With little chance of getting out for a few days I thought I would look back on my previous efforts at this time of year and my thoughts went back to 3 years ago in very early October when I came across one of my rarest and strangest moth finds.
In 2011 there had already been a few sightings in the Beachy Head area of the Crimson Speckled Footman but at this time I was only just getting into moths so these sightings didn't really hold too much significance for me. I was really looking for Clouded Yellows as I was walking along between Birling Gap and Shooters Bottom when I disturbed a whitish looking moth that I almost dismissed. However, I did take a closer look and it was a white moth with lots of crimson and black spots on it. If only I knew then how rare this moth was!!

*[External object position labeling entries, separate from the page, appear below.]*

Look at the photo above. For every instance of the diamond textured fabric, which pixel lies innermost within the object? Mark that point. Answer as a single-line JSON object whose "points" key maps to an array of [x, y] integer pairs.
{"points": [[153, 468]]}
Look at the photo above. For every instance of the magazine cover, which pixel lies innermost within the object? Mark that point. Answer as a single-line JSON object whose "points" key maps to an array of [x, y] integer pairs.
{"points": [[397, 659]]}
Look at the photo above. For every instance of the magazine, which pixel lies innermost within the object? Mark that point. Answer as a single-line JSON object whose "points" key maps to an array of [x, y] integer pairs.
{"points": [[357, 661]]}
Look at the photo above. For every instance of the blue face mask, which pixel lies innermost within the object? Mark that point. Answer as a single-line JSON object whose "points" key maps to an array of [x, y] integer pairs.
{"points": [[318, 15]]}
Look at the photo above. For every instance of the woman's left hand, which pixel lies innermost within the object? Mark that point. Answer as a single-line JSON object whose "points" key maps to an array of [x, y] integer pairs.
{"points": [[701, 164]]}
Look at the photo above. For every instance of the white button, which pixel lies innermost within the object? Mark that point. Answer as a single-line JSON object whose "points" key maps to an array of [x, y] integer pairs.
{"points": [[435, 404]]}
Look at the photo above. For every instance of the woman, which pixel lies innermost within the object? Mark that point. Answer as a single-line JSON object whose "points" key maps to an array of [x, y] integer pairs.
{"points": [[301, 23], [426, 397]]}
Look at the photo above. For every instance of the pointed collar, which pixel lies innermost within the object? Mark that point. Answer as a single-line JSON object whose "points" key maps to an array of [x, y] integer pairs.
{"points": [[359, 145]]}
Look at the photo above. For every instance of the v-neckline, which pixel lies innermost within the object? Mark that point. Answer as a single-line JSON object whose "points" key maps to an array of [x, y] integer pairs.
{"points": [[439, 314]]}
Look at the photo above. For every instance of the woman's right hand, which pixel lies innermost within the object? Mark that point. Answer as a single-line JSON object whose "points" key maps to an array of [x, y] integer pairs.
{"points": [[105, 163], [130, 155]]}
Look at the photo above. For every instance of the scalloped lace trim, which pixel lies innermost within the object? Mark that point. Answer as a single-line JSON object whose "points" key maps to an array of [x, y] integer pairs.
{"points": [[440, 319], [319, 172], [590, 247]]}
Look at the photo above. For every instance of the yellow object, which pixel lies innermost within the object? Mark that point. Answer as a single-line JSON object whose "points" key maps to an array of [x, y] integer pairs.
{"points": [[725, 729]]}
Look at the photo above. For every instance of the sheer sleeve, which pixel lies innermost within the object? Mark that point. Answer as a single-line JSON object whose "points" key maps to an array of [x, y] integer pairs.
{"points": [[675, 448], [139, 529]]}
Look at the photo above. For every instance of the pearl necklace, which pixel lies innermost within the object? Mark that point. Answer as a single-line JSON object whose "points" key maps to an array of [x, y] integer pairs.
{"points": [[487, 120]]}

I took several pictures of it before moving on. Apart from a couple of Adders around the bushes I didn't see anything else of interest so on my return I checked on the moth and it was still in the same spot. On approaching it it flew onto some flowers and started to nectar.
Crimson Speckled Footman.
On getting home I looked in my in my old History of Butterflies and Moths in Sussex by Colin Pratt and saw that it was an extremely rare migrant moth with very few records over the past 100 years. Obviously 2011 was an exceptional year for them with a few sightings along the south coast, in fact Michael Blencowe and Graeme Lyons had one the same day after moth trapping nearby. Their moth though was a different individual as photos showed the spotting pattern was very different.
Whenever I walk along that area near Beachy Head I still remember that find and I live in hope of another sighting of this great little moth, especially at this time of year!!